Time for updated clocks?: This is something I noticed in the Torino luge & bobsled events -- the times are shaved so damn close, it's perhaps time for newer and more accurate clocks that measure speed 1/1000th of a second instead of 1/100's. Yesterday Kitchener's Kelly Vanderbeek came 4th in a World Cup Super-G ski event. But she was only 1/100th of a second behind the winner. That's right, the three women in front of her standing on the podium (Lindsey Kildow, Michaela Dorfmeister and Nadia Stygerall) had the same time: 1 minute, 18.65 seconds. Vanderbeek was .01 seconds back in 4th place.

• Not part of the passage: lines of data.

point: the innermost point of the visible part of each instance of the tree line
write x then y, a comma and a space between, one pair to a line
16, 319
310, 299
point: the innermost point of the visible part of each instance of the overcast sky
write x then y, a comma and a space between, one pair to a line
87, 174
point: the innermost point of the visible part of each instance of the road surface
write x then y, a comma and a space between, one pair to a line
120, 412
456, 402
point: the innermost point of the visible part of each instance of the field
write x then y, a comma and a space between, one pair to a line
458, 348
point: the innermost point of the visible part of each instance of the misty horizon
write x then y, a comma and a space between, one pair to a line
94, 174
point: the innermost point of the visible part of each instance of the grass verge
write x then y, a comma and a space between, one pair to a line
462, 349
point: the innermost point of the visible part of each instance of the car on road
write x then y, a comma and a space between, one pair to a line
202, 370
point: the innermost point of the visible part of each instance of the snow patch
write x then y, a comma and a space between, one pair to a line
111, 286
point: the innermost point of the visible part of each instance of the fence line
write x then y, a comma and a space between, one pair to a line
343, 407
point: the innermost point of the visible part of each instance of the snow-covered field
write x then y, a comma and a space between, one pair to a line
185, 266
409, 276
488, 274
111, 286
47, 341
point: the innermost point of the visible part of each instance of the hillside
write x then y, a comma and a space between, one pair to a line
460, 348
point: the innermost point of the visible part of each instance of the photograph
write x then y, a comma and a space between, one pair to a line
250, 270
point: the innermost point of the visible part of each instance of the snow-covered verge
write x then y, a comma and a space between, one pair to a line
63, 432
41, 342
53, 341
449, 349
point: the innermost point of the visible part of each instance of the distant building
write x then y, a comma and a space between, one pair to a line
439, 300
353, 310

Is it time we started splitting the 1/100ths?

posted by the red terror to other at 01:45 PM - 6 comments

"Only 0.12 separated the top eight skiers — one of the tightest finishes in alpine ski history."

posted by the red terror at 01:48 PM on March 04, 2006

Australian V8 Supercars already use timing to four decimal places, so ten thousandth of a second. F1 has used timing to the thousandth for over 20 years. Can't understand why they haven't adopted it in all timed sports. Do the timing companies charge more for more accuracy?

posted by Drood at 02:37 PM on March 04, 2006

The more accuracy the better...as a scientist I find that the closer my measurements are, the better the data...and if we have the technology to do so, then hells yeah, we should use it... It could be ALL the difference between a medal and a 4th place finish...

posted by chemwizBsquared at 01:42 AM on March 05, 2006

I was asking this question during the olympics. And then I was asking, if everyone in the top ten of an event is within a couple hundredths of a second of one another, can you really say any one of them is better than any other? In the case of downhill skiing, maybe the fourth plave finisher ran into a slight breeze, or a tiny bump left by the last racer. I think at that level of detail, winning or losing is beyond human control. It's not necessarily the athletes you are measuring, it's circumstance. Still, you gotta measure something, right?

posted by fabulon7 at 07:04 PM on March 05, 2006

But don't confuse precision and accuracy. Just because you make your clocks more precise doesn't mean that you can actually measure the time on the course to a thousandth or a ten-thousandth of a second. If that last digit is just random noise, then you aren't measuring anything; you're just giving the illusion of a measurement.

posted by Amateur at 07:40 PM on March 05, 2006

I think at that level of detail, winning or losing is beyond human control. It's not necessarily the athletes you are measuring, it's circumstance. It's interesting, though. In the luge/bobsleigh, the margins are incredibly slim, and yet appear to be repeatable. They run four heats, and the same guy wins all four by a few hundredths of a second -- or maybe 1st,2nd,2nd,1st. That suggests that it is not random, and that you can actually measure these small differences between the athletes (or their sleds, but that's a different issue). Alipine skiing is quite different. I bet if you ran the same downhill course thirty times in a month, you would get twenty different podiums. So even though the margins are bigger, the 'random chance' factor is higher.